11. those financial instruments will not be held by us in accordance with client asset rules, and, if they had benefited from any client asset protection rights, those protection rights will not apply (for example, the financial instruments will not be segregated from our assets and will not be held subject to a trust);

111. in the event of our insolvency or default under the relevant agreement your claim against us for delivery of equivalent financial instruments will not be secured…

vi. subject to any express agreement between you and us, we will have no obligation to inform you of any corporate events or actions in relation to those financial instruments…

Real World Impact

While the effects of repledging may not be of immediate concern, a renewed focus on the potential pitfalls of repledging is warranted for Borrower, Original Lender, Original Co-Lender, and Bank Lender alike in light of the recent collapses of FDIC-insured banking institutions, such as Signature Bank, Silicon Valley Bank, First Republic, Heartland Tri-State Bank (Kansas), and Citizens Bank (Iowa), especially if financial concerns in connection with a Borrower’s financial institution begin to surface.

In the final part of this series, we will provide general suggestions on how to counter the potential loss of the Borrower’s pledged collateral, absent a default, when entering into transactions with troubled financial institutions.

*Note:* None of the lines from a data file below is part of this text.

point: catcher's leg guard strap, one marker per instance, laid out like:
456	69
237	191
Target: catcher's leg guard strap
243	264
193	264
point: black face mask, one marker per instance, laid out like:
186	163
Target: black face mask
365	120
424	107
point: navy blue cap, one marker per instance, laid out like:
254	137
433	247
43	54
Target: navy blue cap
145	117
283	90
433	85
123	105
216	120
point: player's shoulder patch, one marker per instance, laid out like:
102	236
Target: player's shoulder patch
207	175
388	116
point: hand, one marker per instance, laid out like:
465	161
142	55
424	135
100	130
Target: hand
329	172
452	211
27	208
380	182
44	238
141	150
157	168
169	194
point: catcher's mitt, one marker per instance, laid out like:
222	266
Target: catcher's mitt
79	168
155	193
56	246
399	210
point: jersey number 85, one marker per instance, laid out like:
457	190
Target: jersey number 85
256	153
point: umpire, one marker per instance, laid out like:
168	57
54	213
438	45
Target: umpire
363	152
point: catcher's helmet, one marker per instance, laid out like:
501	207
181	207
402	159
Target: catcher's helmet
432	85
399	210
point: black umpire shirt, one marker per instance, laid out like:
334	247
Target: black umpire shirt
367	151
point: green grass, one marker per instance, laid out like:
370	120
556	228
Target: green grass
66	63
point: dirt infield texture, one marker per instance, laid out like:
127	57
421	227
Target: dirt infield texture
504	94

Additional research and writing from Denny Peixoto, a 2023 summer associate in ArentFox Schiff’s Washington, DC, office and a law student at Pennsylvania State University, and Alexis Mozeleski, a 2023 summer associate in ArentFox Schiff’s Washington, DC, office and a law student at American University.

[1] Under the UCC, a secured party may perfect its security interest in tangible collateral by physical possession, including through a custodian or other agent. Although goods are tangible collateral, the situations we are discussing in this paper are unlikely to involve goods. Rather, the likely situations would involve instruments (e.g., promissory notes) and certificated investment securities.

[2] Under the UCC, a secured party may perfect its security interest in certain collateral by control. The situations we are discussing in this paper are likely to involve investment securities in securities accounts held by brokers. If Original Lender is the broker that maintains the investment securities pledged by Borrower, control would exist automatically. If the pledged investment securities were held by a separate broker, Original Lender would establish control by entering into a control agreement with Borrower and that broker.

[3] Of course, Bank Lender also could have re-repledged Borrower’s collateral to still another bank lender.

[4] It should be noted that insolvent banks do not file for bankruptcy; instead they enter receivership administered by the FDIC.

[5] SEC Rule 15c3-3 [17 CFR §240.15c3-3].

[6] Copyright © by the International Swaps and Derivatives Association, Inc. (ISDA) [global derivatives], the Association of Financial Markets in Europe (AFME) [European wholesale financial markets], the Futures Industry Association, Inc. (FIA) [global futures, options and centrally cleared derivatives], the International Capital Market Association (ICMA) [global capital markets, repos, collateral markets, commercial paper, CDs, asset management, FinTech and digitization], the International Securities Lending Association (ISLA®) [European, Middle Eastern and African lending] and SIFMA® [U.S. securities]. ISDA, AFME, FIA, ICMA, ISLA® and SIFMA® are all trade associations comprised primarily of financial institutions.